A lot of UNLV fans think this is going to be the year for UNLV football.

As in this is the year the Rebels go 2-10 again, and rid themselves of head coach Mike Sanford.

Not so fast.

For starters, this might be the year UNLV doesn’t go 2-10, because the drop-off from the top three in the Mountain West (BYU, Utah and TCU) to the bottom six is steeper than the learning curve for a Lohan sister. Then there’s the “every dog has its day” theory. Except Baylor, which hardly ever has a day.

So maybe this will be the year the Rebels win four or five games, although I can’t believe I just typed those words.

But even if the Rebels do go 2-10, you probably should hold off on the welcoming party for the next offensive or defensive coordinator you’ve never heard of.

Because who’s going to put up the $291,000 it’s gonna take to buy Sanford out?

UNLV runs its athletic program the way Michigan and LSU run theirs, so Sanford was given a five-year contract when he began the difficult task of rebuilding the football program, which is sort of like rebuilding the Edmund Fitzgerald without a blow torch. So after this year, he still has another year remaining on his deal.

I don’t know if Gov. Jim Gibbons is on Sanford’s Christmas card list, but he should be. With handouts from Carson City having gone the way of the leather helmet, UNLV can’t afford to buy Sanford out, even if it wanted to. Wisconsin’s off the schedule and Tom Wiesner, the guy who arranged that game, died in 2002, so where’s the money to buy out the final year of Sanford’s contract going to come from?

Unless Casey Flair trips in the end zone while trying to catch an overthrown pass and discovers oil, I just don’t see it happening.

Oh, I suppose Athletic Director Mike Hamrick could ask Lon Kruger, his men’s basketball coach, for a loan after agreeing to pay him a bonus for marketing his own team.

Otherwise, I’m afraid Sanford is the Band-Aid of the UNLV coaching staff. We’re stuck on him. Or at least with him.

But Chancellor Jim Rogers is right: This mess of a football program isn’t all Sanford’s fault. In fact, most of it isn’t his fault. UNLV was bad for a long time before he got here.

Sanford’s big mistake was making big promises about changing that when he got here. Fans’ big mistake was believing him.

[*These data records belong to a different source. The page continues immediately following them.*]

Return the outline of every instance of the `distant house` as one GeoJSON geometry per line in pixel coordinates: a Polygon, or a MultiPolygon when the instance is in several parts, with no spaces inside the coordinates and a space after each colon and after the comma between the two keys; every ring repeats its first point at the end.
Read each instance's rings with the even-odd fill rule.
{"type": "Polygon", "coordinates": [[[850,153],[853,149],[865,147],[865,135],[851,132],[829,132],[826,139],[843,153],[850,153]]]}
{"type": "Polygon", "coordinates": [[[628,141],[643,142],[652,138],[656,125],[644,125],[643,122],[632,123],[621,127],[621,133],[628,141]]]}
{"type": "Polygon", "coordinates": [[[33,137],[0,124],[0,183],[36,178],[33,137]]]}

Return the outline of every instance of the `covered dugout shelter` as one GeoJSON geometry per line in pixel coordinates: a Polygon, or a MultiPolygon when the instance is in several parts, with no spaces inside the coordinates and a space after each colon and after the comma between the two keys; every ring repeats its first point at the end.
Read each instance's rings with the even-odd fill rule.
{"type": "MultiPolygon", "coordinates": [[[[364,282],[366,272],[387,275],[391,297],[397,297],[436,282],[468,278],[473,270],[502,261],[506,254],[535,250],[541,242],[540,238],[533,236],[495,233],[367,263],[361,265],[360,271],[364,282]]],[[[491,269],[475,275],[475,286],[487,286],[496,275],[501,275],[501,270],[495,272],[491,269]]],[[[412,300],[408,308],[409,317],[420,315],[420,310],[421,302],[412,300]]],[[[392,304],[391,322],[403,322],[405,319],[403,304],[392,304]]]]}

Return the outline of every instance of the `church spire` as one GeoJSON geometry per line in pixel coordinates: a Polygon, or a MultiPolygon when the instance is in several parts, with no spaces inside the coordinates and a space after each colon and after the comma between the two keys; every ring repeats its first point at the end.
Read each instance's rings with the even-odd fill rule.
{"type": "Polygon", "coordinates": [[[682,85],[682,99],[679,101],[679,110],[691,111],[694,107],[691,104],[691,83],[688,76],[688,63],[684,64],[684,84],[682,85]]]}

Most coaches talk big at the news conference. That’s what coaches do. It gets people excited.

It would be better for coaches who inherit losing programs to say, “We’re gonna do the best we can,” and leave it at that, because sportswriters wouldn’t write that down, and then they wouldn’t use it against the coach later. Which is what sportswriters do.

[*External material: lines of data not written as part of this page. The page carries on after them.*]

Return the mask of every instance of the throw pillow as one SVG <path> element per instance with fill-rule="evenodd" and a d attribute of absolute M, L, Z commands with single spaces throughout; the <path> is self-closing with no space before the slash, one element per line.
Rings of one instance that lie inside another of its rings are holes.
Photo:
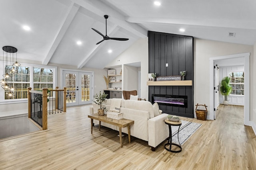
<path fill-rule="evenodd" d="M 100 106 L 95 103 L 92 103 L 92 107 L 93 107 L 93 113 L 98 113 L 98 109 L 100 109 Z"/>
<path fill-rule="evenodd" d="M 155 103 L 152 105 L 152 107 L 153 108 L 153 110 L 154 111 L 154 115 L 155 117 L 160 115 L 159 106 L 157 103 L 155 102 Z"/>
<path fill-rule="evenodd" d="M 130 95 L 130 100 L 138 100 L 139 98 L 139 95 L 134 96 L 132 94 Z"/>

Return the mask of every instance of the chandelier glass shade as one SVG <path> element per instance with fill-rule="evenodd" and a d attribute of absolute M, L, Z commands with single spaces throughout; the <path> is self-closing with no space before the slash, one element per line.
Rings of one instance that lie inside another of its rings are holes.
<path fill-rule="evenodd" d="M 17 89 L 13 86 L 12 79 L 14 74 L 18 72 L 18 67 L 20 66 L 20 64 L 17 61 L 18 50 L 9 46 L 3 47 L 2 49 L 4 74 L 3 78 L 0 80 L 0 85 L 4 90 L 6 96 L 13 98 Z"/>

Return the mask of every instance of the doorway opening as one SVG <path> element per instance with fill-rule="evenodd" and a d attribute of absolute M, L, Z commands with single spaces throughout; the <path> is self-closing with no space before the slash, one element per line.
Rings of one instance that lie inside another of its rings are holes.
<path fill-rule="evenodd" d="M 62 70 L 62 86 L 67 88 L 67 106 L 92 103 L 93 72 Z"/>
<path fill-rule="evenodd" d="M 214 89 L 214 63 L 218 61 L 223 61 L 224 60 L 231 59 L 237 59 L 238 58 L 242 58 L 243 60 L 244 63 L 244 124 L 249 125 L 249 113 L 250 113 L 250 53 L 238 54 L 236 55 L 230 55 L 224 56 L 220 56 L 216 57 L 212 57 L 210 59 L 210 77 L 213 78 L 210 78 L 210 108 L 209 115 L 208 118 L 210 120 L 214 120 L 216 117 L 216 110 L 214 108 L 215 100 L 214 95 L 216 92 Z"/>

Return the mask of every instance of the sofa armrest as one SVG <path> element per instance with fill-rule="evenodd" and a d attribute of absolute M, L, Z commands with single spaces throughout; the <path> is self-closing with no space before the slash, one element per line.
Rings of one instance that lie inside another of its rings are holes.
<path fill-rule="evenodd" d="M 148 145 L 155 148 L 169 137 L 169 127 L 164 123 L 168 114 L 162 113 L 148 120 Z"/>

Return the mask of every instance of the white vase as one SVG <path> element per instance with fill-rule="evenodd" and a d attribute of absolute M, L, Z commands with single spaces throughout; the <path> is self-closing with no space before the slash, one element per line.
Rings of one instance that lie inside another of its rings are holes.
<path fill-rule="evenodd" d="M 228 105 L 228 100 L 224 100 L 223 101 L 223 104 L 224 105 Z"/>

Besides, it’s hard to tell when a team is not doing the best it can, because I know there were times when I was giving only 95 percent and managed to fake out my coaches. And my mom still thinks I’m giving 110 percent, when that’s impossible, because 100 percent is as high as you can go.

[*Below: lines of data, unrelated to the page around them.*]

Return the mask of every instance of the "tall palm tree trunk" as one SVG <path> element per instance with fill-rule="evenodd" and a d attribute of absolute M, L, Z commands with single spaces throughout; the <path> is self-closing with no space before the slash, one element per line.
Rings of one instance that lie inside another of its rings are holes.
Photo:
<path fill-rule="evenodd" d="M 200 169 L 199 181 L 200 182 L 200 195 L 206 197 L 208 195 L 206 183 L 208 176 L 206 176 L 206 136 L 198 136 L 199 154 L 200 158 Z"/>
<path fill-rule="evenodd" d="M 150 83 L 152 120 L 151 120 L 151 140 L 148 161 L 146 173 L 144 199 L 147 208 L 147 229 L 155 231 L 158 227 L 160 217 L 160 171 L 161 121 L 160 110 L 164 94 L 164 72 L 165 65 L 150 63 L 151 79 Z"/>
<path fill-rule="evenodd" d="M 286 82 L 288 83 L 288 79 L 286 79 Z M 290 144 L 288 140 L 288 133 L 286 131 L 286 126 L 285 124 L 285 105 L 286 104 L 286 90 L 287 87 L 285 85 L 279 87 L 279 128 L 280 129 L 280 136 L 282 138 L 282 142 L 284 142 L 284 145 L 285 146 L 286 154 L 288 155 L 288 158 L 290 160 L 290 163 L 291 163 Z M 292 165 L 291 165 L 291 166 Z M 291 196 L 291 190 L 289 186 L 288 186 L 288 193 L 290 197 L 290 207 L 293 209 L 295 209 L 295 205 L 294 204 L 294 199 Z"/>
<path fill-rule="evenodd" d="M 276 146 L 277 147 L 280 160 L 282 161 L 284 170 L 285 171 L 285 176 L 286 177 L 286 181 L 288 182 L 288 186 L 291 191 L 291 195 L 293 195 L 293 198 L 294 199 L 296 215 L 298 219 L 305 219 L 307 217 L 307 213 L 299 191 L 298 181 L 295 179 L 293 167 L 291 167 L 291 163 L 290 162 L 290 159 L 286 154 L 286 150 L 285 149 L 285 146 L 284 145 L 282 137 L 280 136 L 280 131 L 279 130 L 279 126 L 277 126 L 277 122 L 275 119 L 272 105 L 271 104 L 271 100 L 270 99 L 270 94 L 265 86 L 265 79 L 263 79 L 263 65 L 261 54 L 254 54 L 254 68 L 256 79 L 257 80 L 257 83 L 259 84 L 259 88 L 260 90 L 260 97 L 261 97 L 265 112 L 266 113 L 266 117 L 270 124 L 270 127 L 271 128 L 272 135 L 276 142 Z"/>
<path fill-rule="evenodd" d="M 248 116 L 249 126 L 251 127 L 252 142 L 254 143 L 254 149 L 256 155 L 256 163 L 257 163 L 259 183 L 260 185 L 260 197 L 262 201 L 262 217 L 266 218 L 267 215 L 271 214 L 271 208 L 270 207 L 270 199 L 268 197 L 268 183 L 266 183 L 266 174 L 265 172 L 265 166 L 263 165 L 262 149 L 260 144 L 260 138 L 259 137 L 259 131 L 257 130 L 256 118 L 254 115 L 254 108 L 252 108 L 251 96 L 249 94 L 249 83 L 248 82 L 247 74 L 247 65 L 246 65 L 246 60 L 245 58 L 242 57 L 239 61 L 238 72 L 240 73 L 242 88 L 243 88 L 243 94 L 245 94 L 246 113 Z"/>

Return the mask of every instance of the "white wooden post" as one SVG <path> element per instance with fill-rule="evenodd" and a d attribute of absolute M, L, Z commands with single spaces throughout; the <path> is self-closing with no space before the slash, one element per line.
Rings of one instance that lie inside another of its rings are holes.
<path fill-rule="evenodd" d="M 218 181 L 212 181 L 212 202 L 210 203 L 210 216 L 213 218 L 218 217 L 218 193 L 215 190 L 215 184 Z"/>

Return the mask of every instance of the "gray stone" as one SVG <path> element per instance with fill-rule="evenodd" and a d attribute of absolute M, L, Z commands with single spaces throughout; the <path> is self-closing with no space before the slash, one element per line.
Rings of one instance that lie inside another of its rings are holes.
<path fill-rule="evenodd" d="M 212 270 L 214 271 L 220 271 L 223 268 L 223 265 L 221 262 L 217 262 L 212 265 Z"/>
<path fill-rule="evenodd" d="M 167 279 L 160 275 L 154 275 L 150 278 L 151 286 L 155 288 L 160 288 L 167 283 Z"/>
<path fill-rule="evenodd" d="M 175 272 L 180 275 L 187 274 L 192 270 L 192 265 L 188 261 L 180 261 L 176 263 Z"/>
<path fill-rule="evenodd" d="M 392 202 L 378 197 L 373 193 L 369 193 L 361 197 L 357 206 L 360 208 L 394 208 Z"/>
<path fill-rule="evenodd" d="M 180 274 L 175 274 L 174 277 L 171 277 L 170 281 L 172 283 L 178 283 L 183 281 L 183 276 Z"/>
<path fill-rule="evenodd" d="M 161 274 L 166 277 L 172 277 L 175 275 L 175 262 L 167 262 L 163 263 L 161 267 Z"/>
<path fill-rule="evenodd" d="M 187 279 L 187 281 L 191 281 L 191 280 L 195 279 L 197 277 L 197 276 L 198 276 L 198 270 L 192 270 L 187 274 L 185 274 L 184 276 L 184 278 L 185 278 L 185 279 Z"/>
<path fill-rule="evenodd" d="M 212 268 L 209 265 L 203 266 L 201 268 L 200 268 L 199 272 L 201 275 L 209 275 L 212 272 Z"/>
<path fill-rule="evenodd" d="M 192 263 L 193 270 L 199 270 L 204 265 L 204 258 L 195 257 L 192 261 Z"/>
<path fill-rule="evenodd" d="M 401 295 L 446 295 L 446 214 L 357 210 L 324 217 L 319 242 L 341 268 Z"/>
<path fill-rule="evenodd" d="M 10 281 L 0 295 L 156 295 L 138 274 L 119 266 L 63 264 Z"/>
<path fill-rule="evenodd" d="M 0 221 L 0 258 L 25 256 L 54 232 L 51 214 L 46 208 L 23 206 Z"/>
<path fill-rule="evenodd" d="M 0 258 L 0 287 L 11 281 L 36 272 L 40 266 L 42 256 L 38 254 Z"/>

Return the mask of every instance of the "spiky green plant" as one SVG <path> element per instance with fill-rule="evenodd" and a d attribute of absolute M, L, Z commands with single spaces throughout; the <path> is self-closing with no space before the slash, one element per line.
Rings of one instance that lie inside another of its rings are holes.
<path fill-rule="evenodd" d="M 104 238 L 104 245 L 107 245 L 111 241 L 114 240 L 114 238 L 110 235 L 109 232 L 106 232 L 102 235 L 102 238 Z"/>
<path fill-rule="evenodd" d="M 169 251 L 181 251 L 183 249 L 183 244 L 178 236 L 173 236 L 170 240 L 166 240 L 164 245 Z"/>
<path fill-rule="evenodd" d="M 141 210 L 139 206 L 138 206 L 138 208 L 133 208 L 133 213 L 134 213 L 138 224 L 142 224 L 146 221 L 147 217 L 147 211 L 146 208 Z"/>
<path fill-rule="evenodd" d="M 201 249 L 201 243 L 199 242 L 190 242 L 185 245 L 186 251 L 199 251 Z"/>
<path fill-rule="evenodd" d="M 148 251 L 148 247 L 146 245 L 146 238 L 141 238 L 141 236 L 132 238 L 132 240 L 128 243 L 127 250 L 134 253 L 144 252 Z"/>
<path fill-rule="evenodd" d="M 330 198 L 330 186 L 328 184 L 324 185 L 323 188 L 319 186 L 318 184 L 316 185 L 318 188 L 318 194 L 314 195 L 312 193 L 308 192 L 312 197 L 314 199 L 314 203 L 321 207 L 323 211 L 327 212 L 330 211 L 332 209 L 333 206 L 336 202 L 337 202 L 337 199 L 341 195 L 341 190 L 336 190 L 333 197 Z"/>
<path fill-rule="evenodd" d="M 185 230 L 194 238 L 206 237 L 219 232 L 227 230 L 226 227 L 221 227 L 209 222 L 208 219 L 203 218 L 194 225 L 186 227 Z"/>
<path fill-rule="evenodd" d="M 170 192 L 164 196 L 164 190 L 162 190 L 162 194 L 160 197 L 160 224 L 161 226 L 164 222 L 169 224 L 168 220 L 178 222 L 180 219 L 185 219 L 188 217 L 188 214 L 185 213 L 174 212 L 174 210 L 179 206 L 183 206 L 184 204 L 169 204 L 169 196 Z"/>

While we’re at it, you cannot play defense with your hair on fire, although that certainly would make the second half more interesting. It also might explain why Brian Urlacher doesn’t have any.

Sanford’s record is 6-29, and that’s awful. But if the Rebels win four games this year, it will be twice as many as they won last year. And then Hamrick will say that UNLV football is vastly improved and that it’s just a matter of time until the Rebels become Kansas or Kansas State or Wake Forest.

And if Sanford does win four games, he should get to stay. Because as Joe Schmidt, the old coach of the Detroit Lions, once famously said, you can’t make chicken salad out of chicken ... feathers.